日銀でも、政府が国債の新規発行を増やして行う大規模な経済対策に乗り出すことと連動する形で、追加の金融緩和で政策を全力で行う姿勢を打ち出しました。
◆西村経済再生担当大臣
「今回の日銀の措置は、政府の緊急経済対策における資金繰り支援策を日銀の立場から、さらにしっかり支えてもらえるものだと評価している。政府・日銀のまさにポリシーミックス、政策の組み合わせを強化するものだ」
「日本経済を早期に回復させるべく、引き続き政府・日銀の間で危機感を共有し緊密に連携をしていく」
日銀の追加緩和策を受けての株価上場
日銀の追加緩和策の発表を受けて、日経平均株価および九州地銀の株価や全銘柄が上昇しています。
日経平均株価の年初来の前日比上昇率順位表をみると、新型コロナウイルス感染症の影響が続くなか、4月が5回トップテンに入っています。

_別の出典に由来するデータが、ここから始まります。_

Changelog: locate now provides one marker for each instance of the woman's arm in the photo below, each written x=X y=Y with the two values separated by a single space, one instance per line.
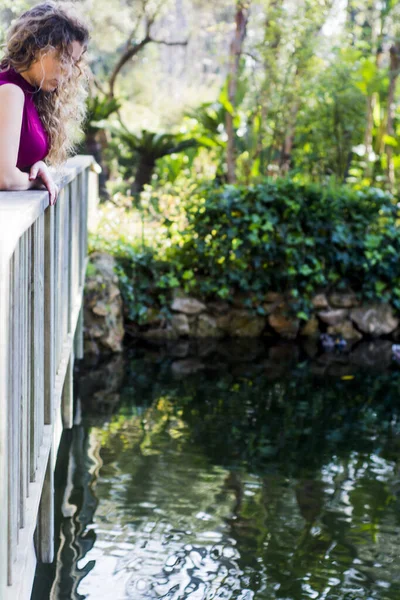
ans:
x=11 y=108
x=11 y=178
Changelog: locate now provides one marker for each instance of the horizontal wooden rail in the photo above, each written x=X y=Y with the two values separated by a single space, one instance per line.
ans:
x=43 y=254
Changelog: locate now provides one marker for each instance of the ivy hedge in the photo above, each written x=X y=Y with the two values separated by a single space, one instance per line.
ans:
x=275 y=236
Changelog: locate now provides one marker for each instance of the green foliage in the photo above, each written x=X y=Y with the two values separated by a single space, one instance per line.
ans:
x=99 y=109
x=138 y=153
x=275 y=236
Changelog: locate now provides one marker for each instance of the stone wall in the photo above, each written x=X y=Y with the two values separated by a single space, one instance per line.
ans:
x=335 y=315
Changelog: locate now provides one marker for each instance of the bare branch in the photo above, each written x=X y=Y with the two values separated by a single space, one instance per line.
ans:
x=166 y=43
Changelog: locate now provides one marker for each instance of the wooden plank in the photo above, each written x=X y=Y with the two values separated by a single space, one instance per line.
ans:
x=42 y=306
x=4 y=407
x=23 y=398
x=11 y=414
x=46 y=516
x=67 y=401
x=49 y=363
x=78 y=345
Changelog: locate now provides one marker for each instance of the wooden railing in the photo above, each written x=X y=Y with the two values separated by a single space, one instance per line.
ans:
x=42 y=269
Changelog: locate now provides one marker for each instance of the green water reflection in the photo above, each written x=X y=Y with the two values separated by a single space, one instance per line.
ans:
x=232 y=484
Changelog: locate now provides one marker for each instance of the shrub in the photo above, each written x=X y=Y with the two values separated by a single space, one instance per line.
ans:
x=274 y=236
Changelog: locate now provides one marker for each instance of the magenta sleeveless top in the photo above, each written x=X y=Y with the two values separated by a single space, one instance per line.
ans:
x=33 y=143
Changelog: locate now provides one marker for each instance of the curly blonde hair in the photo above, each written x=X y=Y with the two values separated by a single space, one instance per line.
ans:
x=44 y=27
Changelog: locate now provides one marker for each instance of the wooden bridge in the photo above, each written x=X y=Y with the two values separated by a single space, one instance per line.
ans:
x=43 y=254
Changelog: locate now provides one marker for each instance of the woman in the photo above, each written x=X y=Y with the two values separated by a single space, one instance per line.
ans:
x=42 y=99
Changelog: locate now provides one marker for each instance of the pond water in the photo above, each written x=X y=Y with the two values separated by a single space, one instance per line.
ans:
x=261 y=476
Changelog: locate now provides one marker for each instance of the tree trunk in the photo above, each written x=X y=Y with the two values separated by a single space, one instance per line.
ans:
x=144 y=174
x=391 y=107
x=242 y=15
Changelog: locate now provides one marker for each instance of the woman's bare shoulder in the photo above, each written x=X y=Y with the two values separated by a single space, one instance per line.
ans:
x=11 y=91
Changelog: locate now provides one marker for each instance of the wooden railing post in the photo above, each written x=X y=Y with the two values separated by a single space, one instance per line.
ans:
x=4 y=336
x=49 y=337
x=42 y=270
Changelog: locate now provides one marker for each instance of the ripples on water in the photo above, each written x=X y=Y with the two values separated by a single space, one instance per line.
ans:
x=231 y=485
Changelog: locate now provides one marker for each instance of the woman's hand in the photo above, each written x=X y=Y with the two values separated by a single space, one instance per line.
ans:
x=40 y=170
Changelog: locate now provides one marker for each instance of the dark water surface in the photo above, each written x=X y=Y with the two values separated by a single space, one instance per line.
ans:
x=262 y=477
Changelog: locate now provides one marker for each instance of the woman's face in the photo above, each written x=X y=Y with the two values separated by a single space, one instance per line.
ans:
x=48 y=70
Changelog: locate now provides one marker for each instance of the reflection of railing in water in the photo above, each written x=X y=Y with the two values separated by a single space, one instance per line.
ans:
x=42 y=270
x=75 y=505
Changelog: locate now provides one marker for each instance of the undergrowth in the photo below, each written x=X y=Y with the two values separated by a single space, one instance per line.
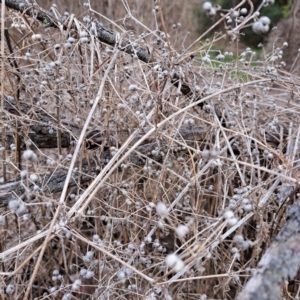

これらからも、政府や日銀の精一杯の努力が見て取れます。
また、九州地銀については、27日の株価では、ふくおかFG、九州FG、大分銀行、宮崎銀行の株価が20年3月期末の株価を上回っているのも注目したい部分です。
このように日経株価は上昇していますが、新型コロナウイルス感染症拡大の影響はこの先も続くとみられており、日経平均株価は乱高下することからは避けられないのかも知れません。
今後も新型コロナウイルス感染症の影響が長く続くと予想されますので、中小企業のみならず、上場企業においても苦境に立たされる企業が増えてくるのではないでしょうか?
まとめ
新型コロナウイルス感染症拡大に対する各国の財政対策の紹介と同時に、日銀が打ち出した3つの追加緩和策について詳しく解説しました。
日銀の黒田総裁は新型コロナウイルス感染症の影響を踏まえて、「できることは何でもやる」として、3つの追加緩和策を示しています。
また、5月7日に公表された市中に出回る現金と金融機関が日銀に預ける当座預金を合わせたマネタリーベース(資金供給量)の4月末の残高が、2019年6月末以来10カ月ぶりに過去最高を更新しました。
新型コロナウイルス感染症の拡大に伴って、緊急事態宣言も5月31日までに延長となり、経済の低迷が続くと思われますが、日銀は追加の金融緩和策をかかげて今の危機を乗り超えようとしています。